Besides the abbreviation, the communication skills and handlings of patient are something that can only gain through experience. Appreciate the time when u having wardround, audit by seniors, or any chances to follow a senior. This is the time to learn, to absorb the knowledge from him/she, to breakthrough your robotic routine of treating pt, to reflect on your own practice. Undeniably, the prospect of having a senior observing you, writing something (good or bad) into a form, while you treating patient is quite daunting. But at the end of the day, u will find that you are learning, and this is all that matters.
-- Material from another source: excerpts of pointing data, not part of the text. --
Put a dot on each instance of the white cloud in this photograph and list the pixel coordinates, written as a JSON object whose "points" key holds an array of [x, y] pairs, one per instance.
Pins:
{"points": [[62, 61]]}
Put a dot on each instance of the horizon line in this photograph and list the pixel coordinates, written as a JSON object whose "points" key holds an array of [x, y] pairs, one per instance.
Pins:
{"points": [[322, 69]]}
2. Do hang out with colleagues
Everytime I hang out with them, it is an eye-opener, just the scale is different, sometimes big, sometimes small. I learnt about their ways of talking, some new English vocab or pronounciation, some insight to life, their lifestyle, their funny patients, their difficult cases of pt, how they handling it, how bad is their day in ward, stress and satisfaction when they doing 1 project currently... and don’t be surprise, they have the same bewilderness as you. At some days, when I m so fucked up (new vocab learn from colleagues) after a day of tiring work for searching the elusive casenote, handing a potential complained case or demanding pt, or writing the ‘all discharged at the sametime” memos, I will spit it out about my terrible day to my colleagues. And, I felt relieved, because I know he/she understand what m I talking about. While we hanging out together, it is like a mutual counseling session, an unformal way of CPD (continuous professional development). And the biggest advantage I have over my coursemate who work in Malaysia is, learn to see things from the perspective of different culture, different country, different system, through my daily interaction with my colleagues here.
3. Make UKM proud
Sounds like a standard slogan from a university lecturer. Every1 should proud of where u come from, no1 should let you feel inferior unless u allow it. UKM physiotherapy is a ‘young’ course. Our clinical knowledge about musculoskeletal or some other areas may not as good as our other colleagues, but we have our strength. And it is you to tell them what it is. No superior figure with great career in our alumni? You be the one.

All the best my dearest junior! Enjoy life! suddenly think of 1 sentence in mandarin: 去经历风雨吧!haha..how to translate in english?